The reason Lasee is against lawyers is that he doesn't like to be held accountable for his actions, which is what a lawyer did to him.

The afct of the matter is that lawyers do not file frivolous lawsuits (at least none that survive an early motion for summary judgment or to dismiss). When you hear about a verdict(which is,m after all, the only thing you really hear about) it is not a bunch of lawyers who make th everdict, it is a jury of citizens. While the verdict makes headlines, the actual circumstances do not. For example, the infamous McDonald's hot coffee decision is always pointed to. Well, that was a jury verdict, and the jury heard a lot more information than ever got into the paper. The coffee was so hot as to cause 2nd and 3rd degree burns.
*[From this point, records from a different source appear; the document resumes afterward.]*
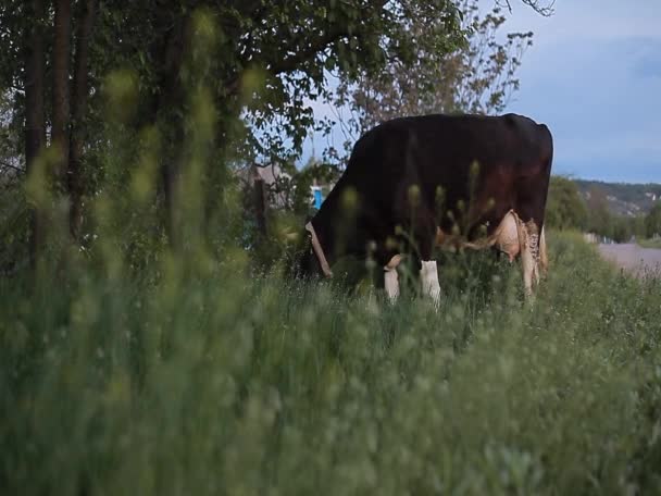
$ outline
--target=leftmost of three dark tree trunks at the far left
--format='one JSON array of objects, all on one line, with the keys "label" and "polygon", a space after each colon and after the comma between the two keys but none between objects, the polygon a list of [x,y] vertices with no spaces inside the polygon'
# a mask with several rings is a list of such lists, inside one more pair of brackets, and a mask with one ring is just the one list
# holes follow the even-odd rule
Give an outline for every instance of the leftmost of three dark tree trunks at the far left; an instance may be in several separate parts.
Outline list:
[{"label": "leftmost of three dark tree trunks at the far left", "polygon": [[[27,176],[34,173],[35,162],[45,145],[43,117],[43,0],[32,1],[33,18],[25,33],[25,168]],[[42,206],[33,206],[30,219],[29,259],[33,269],[43,244],[45,221]]]}]

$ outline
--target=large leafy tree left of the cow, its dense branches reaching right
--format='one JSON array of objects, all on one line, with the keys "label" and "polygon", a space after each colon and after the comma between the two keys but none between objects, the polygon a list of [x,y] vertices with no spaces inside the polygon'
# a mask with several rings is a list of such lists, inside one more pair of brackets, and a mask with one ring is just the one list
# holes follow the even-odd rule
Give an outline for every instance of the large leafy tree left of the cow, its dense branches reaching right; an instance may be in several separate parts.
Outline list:
[{"label": "large leafy tree left of the cow, its dense branches reaching right", "polygon": [[[325,71],[351,79],[359,72],[378,72],[389,61],[410,59],[411,47],[419,41],[402,29],[407,13],[401,3],[236,0],[188,1],[177,8],[158,0],[105,3],[100,40],[115,45],[97,48],[102,55],[95,61],[90,80],[98,84],[100,74],[129,66],[142,88],[139,108],[124,124],[130,129],[157,125],[162,134],[162,195],[173,246],[179,237],[176,184],[186,162],[179,144],[189,137],[184,116],[190,110],[191,90],[207,85],[211,91],[217,110],[214,146],[225,161],[289,160],[300,151],[313,124],[309,101],[327,91]],[[439,40],[450,46],[461,39],[452,2],[420,3],[442,20],[444,28],[434,34],[439,45]],[[200,57],[195,54],[199,51],[195,21],[200,15],[215,32],[201,73],[192,77],[190,61]],[[200,74],[203,80],[197,77]]]}]

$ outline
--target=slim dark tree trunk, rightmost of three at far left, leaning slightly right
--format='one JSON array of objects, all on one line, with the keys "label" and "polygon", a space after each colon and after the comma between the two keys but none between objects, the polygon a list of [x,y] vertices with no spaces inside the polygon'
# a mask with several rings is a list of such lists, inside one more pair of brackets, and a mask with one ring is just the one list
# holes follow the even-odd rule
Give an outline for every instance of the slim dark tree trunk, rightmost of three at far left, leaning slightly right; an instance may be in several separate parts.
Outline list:
[{"label": "slim dark tree trunk, rightmost of three at far left, leaning slightly right", "polygon": [[80,18],[77,23],[76,53],[74,60],[74,80],[71,109],[71,146],[66,186],[71,207],[68,211],[68,228],[74,240],[80,236],[83,224],[83,121],[88,96],[89,44],[92,34],[97,0],[86,0],[83,4]]}]

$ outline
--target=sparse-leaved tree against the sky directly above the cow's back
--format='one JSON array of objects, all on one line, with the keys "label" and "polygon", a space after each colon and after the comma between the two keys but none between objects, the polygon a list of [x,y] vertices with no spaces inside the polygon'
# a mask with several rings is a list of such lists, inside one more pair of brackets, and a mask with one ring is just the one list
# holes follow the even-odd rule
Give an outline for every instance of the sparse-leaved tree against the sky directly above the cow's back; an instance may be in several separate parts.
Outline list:
[{"label": "sparse-leaved tree against the sky directly above the cow's back", "polygon": [[421,40],[412,47],[411,61],[394,61],[379,73],[361,74],[358,82],[340,79],[336,106],[350,110],[342,125],[351,141],[377,123],[402,115],[497,113],[519,88],[515,72],[533,34],[510,33],[499,42],[497,33],[506,22],[500,8],[481,16],[476,0],[459,2],[467,39],[448,46],[442,36],[434,36],[442,33],[442,18],[424,3],[404,4],[408,22],[402,29]]}]

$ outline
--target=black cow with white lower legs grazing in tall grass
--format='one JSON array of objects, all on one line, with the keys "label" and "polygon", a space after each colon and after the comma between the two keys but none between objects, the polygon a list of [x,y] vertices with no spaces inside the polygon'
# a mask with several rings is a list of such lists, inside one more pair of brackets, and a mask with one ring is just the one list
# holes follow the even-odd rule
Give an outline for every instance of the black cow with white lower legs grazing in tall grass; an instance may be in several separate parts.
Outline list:
[{"label": "black cow with white lower legs grazing in tall grass", "polygon": [[[525,294],[547,270],[544,214],[553,145],[516,114],[432,114],[387,121],[354,145],[347,168],[305,224],[303,275],[332,277],[340,257],[372,259],[390,298],[412,253],[423,293],[438,302],[438,246],[497,247],[520,256]],[[541,265],[541,268],[539,266]]]}]

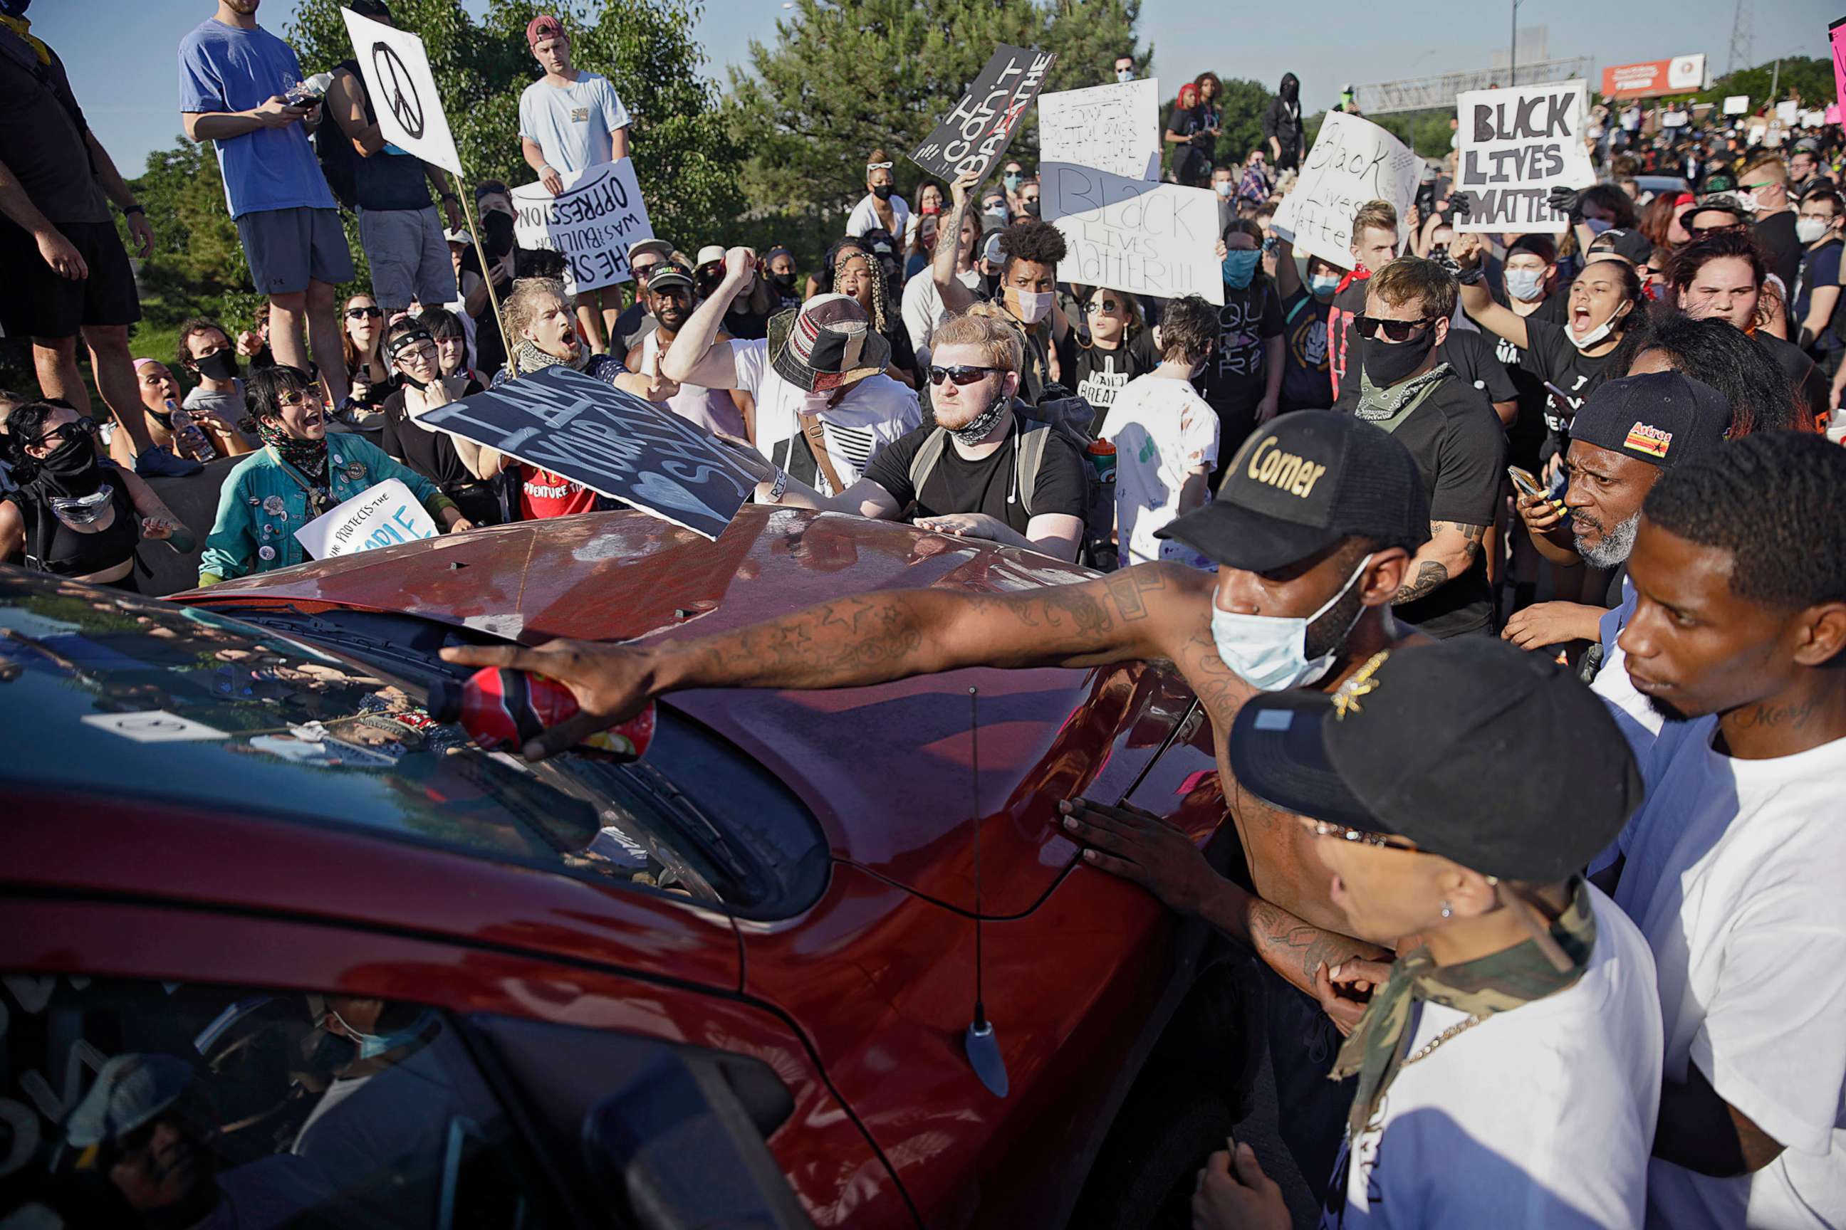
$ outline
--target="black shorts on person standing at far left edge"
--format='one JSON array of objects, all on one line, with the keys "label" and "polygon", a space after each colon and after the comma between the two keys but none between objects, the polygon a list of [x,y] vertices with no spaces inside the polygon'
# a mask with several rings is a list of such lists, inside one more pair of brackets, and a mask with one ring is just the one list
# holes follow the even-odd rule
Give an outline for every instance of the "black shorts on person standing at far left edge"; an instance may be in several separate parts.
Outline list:
[{"label": "black shorts on person standing at far left edge", "polygon": [[57,227],[83,256],[90,275],[59,277],[39,254],[24,227],[0,219],[0,330],[7,337],[76,337],[85,325],[133,325],[140,319],[135,269],[113,221],[72,221]]}]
The burns became horribly infected ad kept th eelderly woman in the hospital for a very long time. She was unable to walk, in horrible pain, and had to undergo numerous painful surgical procedures. McDonals had been warned about the termperature being far too hot so as to be dangerous, but did nothing. In fact, this particular restaurant had been warned that there was no purpose for having it so hot.

Trial lawyers have kept asbestos out of your lungs. They have made cars safer so they don't explode with a 15 mph accident. They stop doctors with dementia from practicing surgery on your loved ones. If your spouse is abusive, they protect you.

I am pretty damn tired of the lawyer bashing, especially from a guy like Lasee, who turns to lawyers when he needs them, but doesn't have the personal integrity to admit it.

Marcus Aurelius said...

Excepting a number of the comments this is the best commentary on Frank's proposal I have seen. Most are ad-hominem (as are a number of the comments here)

I have seen a ranking that lists WI as one of the top states when it comes to lawsuit unfriendliness.